Although I haven’t tried it with a client yet (please get in touch if you’d like to have a go!), I expect this model has legs. It leverages the power of AI to expedite the work without sacrificing human oversight. But beyond these benefits, working on this project has taught me three important lessons:

  1. Think outside the (chat)box. Many people equate AI with chatbots. This is understandable; ChatGPT was a marketing masterstroke. But using generative models via their APIs opens them up to integrations with other tools and workstreams. In my case, that meant working with files on my computer, but it could as easily be any other systems that also expose APIs.

  2. Make it easy for the AI (and people will benefit too.) Getting the content and taxonomy in place was essential. And making the terms in the taxonomy more understandable was critical. Over the time I’ve worked with GPT-4, I’ve come to see it as having somewhat middlebrow ‘tastes’ by default. What I mean by this is that, absent specialized prompting, the system gives rather milquetoast responses. As such, it can be a good proxy for ‘average’ users; if GPT-4 doesn’t know what to do with a term like TAOI, many people won’t either.

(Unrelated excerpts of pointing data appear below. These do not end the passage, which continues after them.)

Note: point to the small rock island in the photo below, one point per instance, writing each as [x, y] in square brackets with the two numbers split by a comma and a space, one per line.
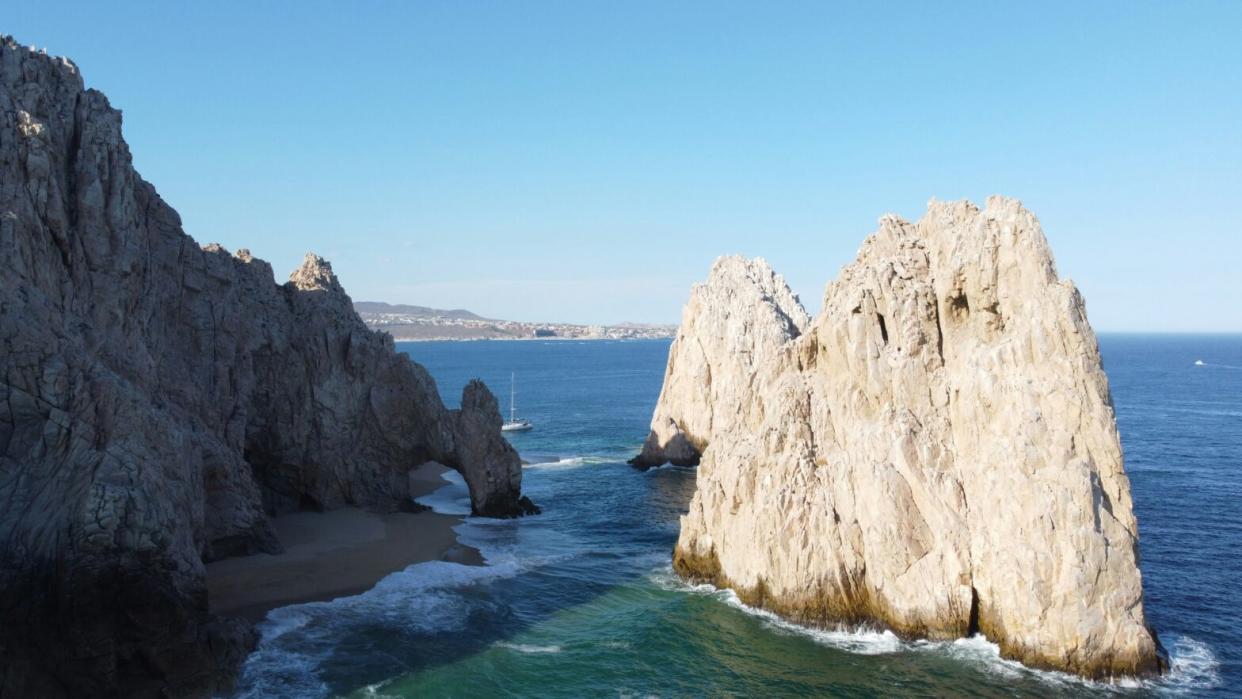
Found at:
[935, 452]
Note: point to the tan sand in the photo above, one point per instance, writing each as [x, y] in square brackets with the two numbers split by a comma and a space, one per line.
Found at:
[335, 554]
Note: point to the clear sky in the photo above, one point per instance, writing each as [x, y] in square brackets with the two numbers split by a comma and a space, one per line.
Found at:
[585, 162]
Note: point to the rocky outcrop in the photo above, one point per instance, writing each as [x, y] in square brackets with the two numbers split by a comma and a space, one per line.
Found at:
[732, 328]
[935, 453]
[160, 400]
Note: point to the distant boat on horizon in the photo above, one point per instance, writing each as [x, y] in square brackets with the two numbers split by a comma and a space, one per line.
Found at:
[514, 423]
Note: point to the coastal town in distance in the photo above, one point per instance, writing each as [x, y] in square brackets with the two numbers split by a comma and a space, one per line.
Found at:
[409, 323]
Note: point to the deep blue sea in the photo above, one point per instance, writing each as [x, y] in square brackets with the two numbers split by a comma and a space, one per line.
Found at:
[580, 601]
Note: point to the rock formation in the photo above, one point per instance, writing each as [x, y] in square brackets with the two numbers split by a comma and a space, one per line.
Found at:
[730, 327]
[160, 400]
[935, 452]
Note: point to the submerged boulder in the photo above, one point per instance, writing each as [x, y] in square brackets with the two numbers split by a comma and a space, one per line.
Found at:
[935, 452]
[160, 400]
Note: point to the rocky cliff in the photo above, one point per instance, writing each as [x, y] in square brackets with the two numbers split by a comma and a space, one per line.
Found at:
[934, 453]
[160, 400]
[732, 328]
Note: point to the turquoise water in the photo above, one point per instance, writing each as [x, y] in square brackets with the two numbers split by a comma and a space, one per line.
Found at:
[580, 601]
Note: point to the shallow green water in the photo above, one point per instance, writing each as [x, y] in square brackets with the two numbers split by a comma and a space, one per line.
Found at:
[580, 601]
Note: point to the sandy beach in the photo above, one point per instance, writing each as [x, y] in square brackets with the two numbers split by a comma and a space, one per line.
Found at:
[337, 554]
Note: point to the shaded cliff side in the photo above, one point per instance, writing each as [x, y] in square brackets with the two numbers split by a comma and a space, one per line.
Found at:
[935, 452]
[160, 400]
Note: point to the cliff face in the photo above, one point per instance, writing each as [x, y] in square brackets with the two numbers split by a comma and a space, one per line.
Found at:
[160, 400]
[935, 453]
[732, 329]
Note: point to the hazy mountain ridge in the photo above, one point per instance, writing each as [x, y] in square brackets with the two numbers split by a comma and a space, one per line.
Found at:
[406, 322]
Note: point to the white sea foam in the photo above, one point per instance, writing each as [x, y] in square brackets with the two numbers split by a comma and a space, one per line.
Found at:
[571, 462]
[528, 647]
[1194, 666]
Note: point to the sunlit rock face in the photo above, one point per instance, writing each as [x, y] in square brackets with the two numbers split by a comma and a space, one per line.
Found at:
[935, 452]
[732, 328]
[160, 400]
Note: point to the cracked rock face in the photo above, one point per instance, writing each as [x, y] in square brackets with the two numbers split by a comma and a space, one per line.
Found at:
[732, 327]
[935, 452]
[160, 400]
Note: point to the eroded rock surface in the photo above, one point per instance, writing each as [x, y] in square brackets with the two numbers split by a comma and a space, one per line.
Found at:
[160, 400]
[732, 328]
[935, 453]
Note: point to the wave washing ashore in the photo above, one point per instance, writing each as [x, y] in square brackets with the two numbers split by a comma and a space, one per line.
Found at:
[580, 601]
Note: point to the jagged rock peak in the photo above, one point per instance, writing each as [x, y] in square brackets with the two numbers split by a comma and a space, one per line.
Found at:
[316, 275]
[734, 322]
[937, 452]
[162, 400]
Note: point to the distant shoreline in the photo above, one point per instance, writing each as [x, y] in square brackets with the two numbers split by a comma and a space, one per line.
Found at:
[553, 339]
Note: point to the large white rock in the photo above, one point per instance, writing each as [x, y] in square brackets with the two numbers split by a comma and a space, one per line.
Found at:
[935, 453]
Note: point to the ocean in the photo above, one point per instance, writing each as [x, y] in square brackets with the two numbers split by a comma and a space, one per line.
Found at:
[581, 601]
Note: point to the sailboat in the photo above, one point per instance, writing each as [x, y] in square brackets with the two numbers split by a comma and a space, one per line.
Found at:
[514, 423]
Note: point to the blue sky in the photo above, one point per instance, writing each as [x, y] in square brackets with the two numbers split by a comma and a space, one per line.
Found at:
[586, 162]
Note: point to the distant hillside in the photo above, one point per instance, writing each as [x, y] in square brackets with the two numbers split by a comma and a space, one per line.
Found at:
[422, 323]
[412, 311]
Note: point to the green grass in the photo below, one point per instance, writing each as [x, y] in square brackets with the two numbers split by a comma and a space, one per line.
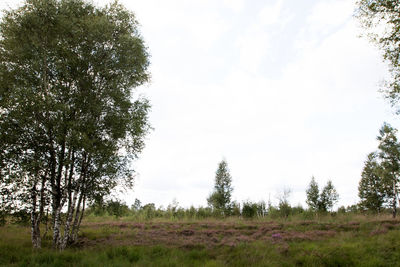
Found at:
[375, 241]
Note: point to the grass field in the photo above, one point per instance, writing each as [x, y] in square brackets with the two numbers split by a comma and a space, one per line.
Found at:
[326, 241]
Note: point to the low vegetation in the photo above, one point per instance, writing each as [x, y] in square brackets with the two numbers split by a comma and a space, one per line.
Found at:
[324, 240]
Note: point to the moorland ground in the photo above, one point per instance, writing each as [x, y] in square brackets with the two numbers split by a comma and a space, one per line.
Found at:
[341, 240]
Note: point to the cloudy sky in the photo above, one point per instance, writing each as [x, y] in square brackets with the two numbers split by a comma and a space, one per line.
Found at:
[281, 89]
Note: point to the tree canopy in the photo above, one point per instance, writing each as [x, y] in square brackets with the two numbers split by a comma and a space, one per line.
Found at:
[70, 124]
[220, 198]
[381, 19]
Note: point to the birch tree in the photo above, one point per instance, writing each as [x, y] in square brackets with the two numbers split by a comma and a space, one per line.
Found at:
[70, 122]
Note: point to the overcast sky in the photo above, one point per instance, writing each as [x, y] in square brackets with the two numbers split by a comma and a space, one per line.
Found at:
[281, 89]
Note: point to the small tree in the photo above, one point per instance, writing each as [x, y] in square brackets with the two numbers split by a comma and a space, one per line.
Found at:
[329, 197]
[220, 198]
[381, 20]
[284, 205]
[323, 201]
[313, 195]
[389, 155]
[371, 188]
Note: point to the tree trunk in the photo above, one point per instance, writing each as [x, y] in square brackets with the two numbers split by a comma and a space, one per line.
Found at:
[394, 200]
[34, 215]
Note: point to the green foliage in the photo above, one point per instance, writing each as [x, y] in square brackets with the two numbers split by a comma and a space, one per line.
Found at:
[379, 184]
[249, 209]
[371, 189]
[328, 197]
[71, 125]
[312, 193]
[220, 198]
[381, 19]
[324, 200]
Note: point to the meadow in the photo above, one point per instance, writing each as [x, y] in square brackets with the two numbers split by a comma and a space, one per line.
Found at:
[325, 240]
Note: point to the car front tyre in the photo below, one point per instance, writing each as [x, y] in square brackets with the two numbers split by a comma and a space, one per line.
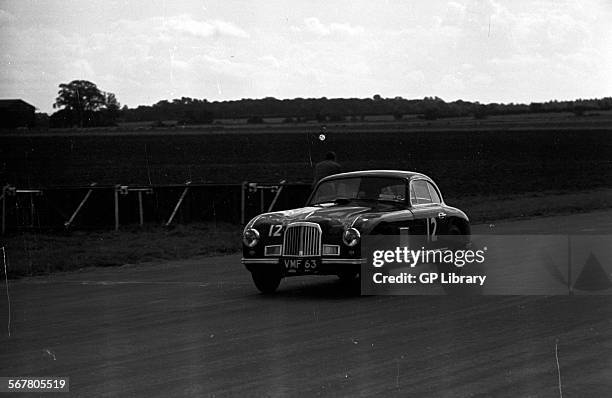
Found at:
[266, 281]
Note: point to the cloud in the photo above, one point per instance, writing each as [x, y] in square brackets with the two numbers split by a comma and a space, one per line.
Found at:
[6, 17]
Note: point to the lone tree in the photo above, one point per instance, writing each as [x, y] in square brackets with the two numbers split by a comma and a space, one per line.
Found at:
[83, 104]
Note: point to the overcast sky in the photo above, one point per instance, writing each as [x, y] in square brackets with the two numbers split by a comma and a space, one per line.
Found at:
[146, 51]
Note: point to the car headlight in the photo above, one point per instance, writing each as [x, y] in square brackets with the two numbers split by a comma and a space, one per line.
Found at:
[351, 237]
[250, 237]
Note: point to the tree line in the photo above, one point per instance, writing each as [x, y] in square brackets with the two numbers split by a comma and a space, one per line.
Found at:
[82, 104]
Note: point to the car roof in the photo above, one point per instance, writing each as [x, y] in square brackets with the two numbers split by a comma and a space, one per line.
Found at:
[378, 173]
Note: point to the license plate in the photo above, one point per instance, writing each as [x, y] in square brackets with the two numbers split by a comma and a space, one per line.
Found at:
[301, 265]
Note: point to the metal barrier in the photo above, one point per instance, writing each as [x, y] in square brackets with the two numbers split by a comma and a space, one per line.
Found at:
[97, 206]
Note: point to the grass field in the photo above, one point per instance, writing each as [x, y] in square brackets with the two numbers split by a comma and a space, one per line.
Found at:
[465, 156]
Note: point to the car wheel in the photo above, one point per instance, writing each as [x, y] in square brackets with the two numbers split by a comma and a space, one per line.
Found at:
[266, 281]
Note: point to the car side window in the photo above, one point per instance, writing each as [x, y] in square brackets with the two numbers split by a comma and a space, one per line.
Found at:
[421, 193]
[435, 197]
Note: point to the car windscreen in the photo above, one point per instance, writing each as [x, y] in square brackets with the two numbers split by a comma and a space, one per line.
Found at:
[387, 189]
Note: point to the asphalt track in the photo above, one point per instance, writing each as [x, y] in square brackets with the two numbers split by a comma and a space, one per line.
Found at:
[199, 328]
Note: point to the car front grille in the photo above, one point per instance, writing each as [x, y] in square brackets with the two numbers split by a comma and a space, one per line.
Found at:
[302, 239]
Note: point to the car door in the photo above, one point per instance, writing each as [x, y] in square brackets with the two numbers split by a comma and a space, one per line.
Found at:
[429, 217]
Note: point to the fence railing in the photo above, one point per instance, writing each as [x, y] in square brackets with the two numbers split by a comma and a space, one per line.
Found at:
[111, 206]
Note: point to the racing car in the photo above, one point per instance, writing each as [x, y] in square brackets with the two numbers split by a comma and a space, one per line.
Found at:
[325, 236]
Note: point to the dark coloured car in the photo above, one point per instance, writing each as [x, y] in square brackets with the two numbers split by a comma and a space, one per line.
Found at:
[324, 237]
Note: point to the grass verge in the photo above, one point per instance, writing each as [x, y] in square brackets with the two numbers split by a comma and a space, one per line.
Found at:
[41, 253]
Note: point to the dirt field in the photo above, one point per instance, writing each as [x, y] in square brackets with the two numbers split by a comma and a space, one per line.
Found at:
[464, 156]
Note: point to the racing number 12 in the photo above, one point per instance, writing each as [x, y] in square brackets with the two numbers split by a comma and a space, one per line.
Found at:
[275, 229]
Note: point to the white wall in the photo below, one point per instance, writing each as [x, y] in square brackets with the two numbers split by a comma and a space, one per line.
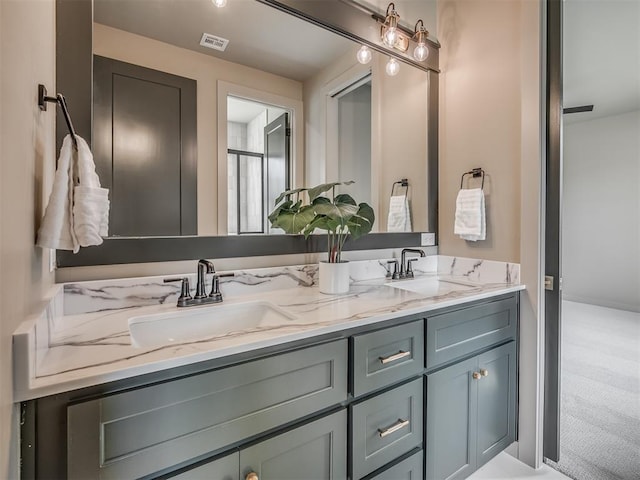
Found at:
[601, 211]
[27, 161]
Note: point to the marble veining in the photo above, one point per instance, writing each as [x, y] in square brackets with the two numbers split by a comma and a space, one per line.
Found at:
[476, 270]
[90, 344]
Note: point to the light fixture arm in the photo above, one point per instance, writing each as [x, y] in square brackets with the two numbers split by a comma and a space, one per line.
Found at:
[420, 33]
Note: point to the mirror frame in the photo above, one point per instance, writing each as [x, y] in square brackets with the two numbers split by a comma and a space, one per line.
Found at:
[74, 79]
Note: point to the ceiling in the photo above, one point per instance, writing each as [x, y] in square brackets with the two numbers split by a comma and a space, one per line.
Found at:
[601, 63]
[260, 36]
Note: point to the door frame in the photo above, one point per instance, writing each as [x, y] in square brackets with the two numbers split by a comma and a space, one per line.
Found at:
[552, 238]
[297, 140]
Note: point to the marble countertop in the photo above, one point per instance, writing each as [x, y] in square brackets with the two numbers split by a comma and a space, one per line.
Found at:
[86, 349]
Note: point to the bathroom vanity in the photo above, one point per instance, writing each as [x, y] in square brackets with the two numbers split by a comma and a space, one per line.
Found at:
[383, 383]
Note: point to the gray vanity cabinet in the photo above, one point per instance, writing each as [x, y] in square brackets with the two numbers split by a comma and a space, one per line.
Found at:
[429, 396]
[471, 413]
[143, 431]
[225, 468]
[408, 469]
[315, 451]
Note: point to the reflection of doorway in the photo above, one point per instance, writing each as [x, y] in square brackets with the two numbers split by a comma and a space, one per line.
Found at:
[349, 111]
[258, 145]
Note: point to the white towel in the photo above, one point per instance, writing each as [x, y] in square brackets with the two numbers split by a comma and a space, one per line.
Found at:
[399, 219]
[470, 221]
[78, 210]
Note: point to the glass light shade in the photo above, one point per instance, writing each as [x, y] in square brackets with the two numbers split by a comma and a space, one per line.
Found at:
[421, 52]
[390, 36]
[364, 55]
[393, 67]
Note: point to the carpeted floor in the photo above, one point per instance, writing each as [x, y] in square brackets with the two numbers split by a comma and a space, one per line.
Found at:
[600, 392]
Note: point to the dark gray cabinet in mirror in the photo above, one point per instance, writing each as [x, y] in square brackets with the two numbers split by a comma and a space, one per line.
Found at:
[402, 142]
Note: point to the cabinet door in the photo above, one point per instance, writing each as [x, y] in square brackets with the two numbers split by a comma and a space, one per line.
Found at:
[408, 469]
[225, 468]
[451, 429]
[315, 451]
[496, 401]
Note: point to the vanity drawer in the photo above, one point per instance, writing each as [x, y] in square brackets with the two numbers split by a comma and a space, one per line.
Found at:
[387, 356]
[142, 431]
[385, 427]
[461, 332]
[409, 469]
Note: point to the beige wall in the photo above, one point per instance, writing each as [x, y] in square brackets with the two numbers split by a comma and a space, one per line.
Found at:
[480, 91]
[491, 117]
[207, 71]
[27, 161]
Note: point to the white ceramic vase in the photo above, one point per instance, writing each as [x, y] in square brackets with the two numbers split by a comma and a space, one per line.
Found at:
[334, 277]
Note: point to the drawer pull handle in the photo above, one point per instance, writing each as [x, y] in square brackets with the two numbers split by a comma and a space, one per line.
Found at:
[393, 428]
[394, 357]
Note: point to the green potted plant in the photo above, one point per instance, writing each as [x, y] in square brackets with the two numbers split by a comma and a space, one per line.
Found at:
[304, 210]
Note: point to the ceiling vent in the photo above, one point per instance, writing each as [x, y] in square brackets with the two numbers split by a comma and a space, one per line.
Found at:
[211, 41]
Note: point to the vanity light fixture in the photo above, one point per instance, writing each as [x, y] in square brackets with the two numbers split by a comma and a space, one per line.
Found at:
[390, 31]
[393, 67]
[390, 26]
[364, 55]
[421, 52]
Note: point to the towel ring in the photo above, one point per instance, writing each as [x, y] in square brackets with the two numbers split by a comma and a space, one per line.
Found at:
[62, 102]
[475, 173]
[402, 183]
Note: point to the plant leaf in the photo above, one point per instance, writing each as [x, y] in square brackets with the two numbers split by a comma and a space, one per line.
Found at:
[318, 190]
[345, 198]
[341, 212]
[294, 221]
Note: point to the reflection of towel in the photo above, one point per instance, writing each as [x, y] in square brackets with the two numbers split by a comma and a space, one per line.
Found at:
[399, 219]
[78, 210]
[470, 222]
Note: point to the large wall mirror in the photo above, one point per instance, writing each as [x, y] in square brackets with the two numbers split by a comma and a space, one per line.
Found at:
[240, 103]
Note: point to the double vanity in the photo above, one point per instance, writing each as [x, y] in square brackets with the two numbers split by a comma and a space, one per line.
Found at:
[397, 379]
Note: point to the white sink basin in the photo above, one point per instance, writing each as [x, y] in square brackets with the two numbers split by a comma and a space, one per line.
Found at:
[202, 323]
[430, 286]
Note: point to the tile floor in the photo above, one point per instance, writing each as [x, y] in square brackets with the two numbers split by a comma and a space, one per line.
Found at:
[506, 467]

  3. Probabilistic computing is weird! The IA will do its own thing. Depending on how much say you want in the final results, you must introduce steps in the process where you check the work before moving on. In this model, the Review and Wrap Up steps provide those opportunities at different stages in the process.

The more I work with these systems, the more I’m convinced they represent a major shift in how we do knowledge work. Writing on X, Dare Obasanjo posed the following question:

I sometimes wonder if LLMs are this generation’s self driving cars? A decade ago self driving cars were so promising it was assumed they were 90% of the way to being ubiquitous. But now it looks like the last 10% of the work is taking 90% of the time.

LLMs work well 90% of the time. The question is how hard will it be to address that last 10%?

I assume that by “last 10%,” Obasanjo means something like AGI. If so, this analogy doesn’t stand. Self-driving cars won’t be useful until that last 10% is overcome. But even as unpredictable as they are, LLMs are already quite useful. Even if that last 10% is never settled, there are plenty of workflows that can be vastly improved by using generative models with human oversight. The GREW model offers an approach for doing so.